Intra-operative TCS is still facing one obstacle: It does not allow clear identification of certain areas in the basal ganglia and therefore is not suited for precise targeting of the implants. However, Professor Walter is convinced that this obstacle will soon be surmounted. ‘Fusion imaging will be the next major milestone and a quantum leap for sonography in intra-operative image-guided implantation of deep brain electrodes. There are already ultrasound systems offering side by side MRI and ultrasound images to compare and facilitate navigation in the target structures. This technology needs fine-tuning because the patient’s head should be positioned in a certain spatial relationship to the imaging system, but basically it does work.’
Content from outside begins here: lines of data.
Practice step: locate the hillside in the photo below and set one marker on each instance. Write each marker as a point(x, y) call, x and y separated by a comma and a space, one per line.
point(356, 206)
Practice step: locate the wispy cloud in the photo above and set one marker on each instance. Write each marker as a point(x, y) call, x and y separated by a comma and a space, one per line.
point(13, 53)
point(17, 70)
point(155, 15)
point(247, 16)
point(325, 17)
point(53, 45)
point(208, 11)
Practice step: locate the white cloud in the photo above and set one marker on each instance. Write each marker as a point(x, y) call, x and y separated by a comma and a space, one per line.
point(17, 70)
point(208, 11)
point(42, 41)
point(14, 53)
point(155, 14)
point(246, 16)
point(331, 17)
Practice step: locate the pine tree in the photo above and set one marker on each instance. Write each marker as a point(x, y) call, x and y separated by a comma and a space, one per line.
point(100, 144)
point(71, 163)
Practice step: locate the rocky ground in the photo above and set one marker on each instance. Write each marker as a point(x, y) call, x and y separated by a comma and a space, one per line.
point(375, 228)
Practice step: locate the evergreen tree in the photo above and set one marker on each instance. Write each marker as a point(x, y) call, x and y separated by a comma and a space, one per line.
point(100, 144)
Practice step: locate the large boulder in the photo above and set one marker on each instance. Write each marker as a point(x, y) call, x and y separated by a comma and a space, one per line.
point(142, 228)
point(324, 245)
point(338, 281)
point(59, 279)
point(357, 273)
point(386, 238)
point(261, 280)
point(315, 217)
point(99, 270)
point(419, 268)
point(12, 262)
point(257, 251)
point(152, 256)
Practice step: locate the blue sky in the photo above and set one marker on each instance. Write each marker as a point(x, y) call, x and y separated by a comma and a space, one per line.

For next year Professor Walter is planning a multi-centre study on the use of ultrasound for the post-operative position control of DBS leads, aiming to establish this procedure further, in clinical settings.
International partners from the Czech Republic and the US have already voiced their interest in participating in the study. Hopefully at one of the next WFUMB congresses, we will hear more about this exciting technique.
"Intra and postoperative monitoring of deep brain implants", Sunday, August 28, 09:20-09:45, Hall LM
Uwe Walter
In 1999, Professor Uwe Walter MD trained as a neurology specialist at the Clinic and Polyclinic of Neurology at the University Hospital Rostock, Germany. In 2004 he received the Science Prize of the German Society of Ultrasound in Medicine and, in 2009, was appointed supernumerary professor for neurology at the University of Rostock.
This year he was appointed Deputy Director of the hospital’s Clinic and Polyclinic of Neurology and focuses his research on brain sonography in patients with movement disorders and neurodegenerative diseases, ultrasound diagnostics in neurology (brain, vessels, and nerves) and pathogenesis of stroke-associated pneumonias.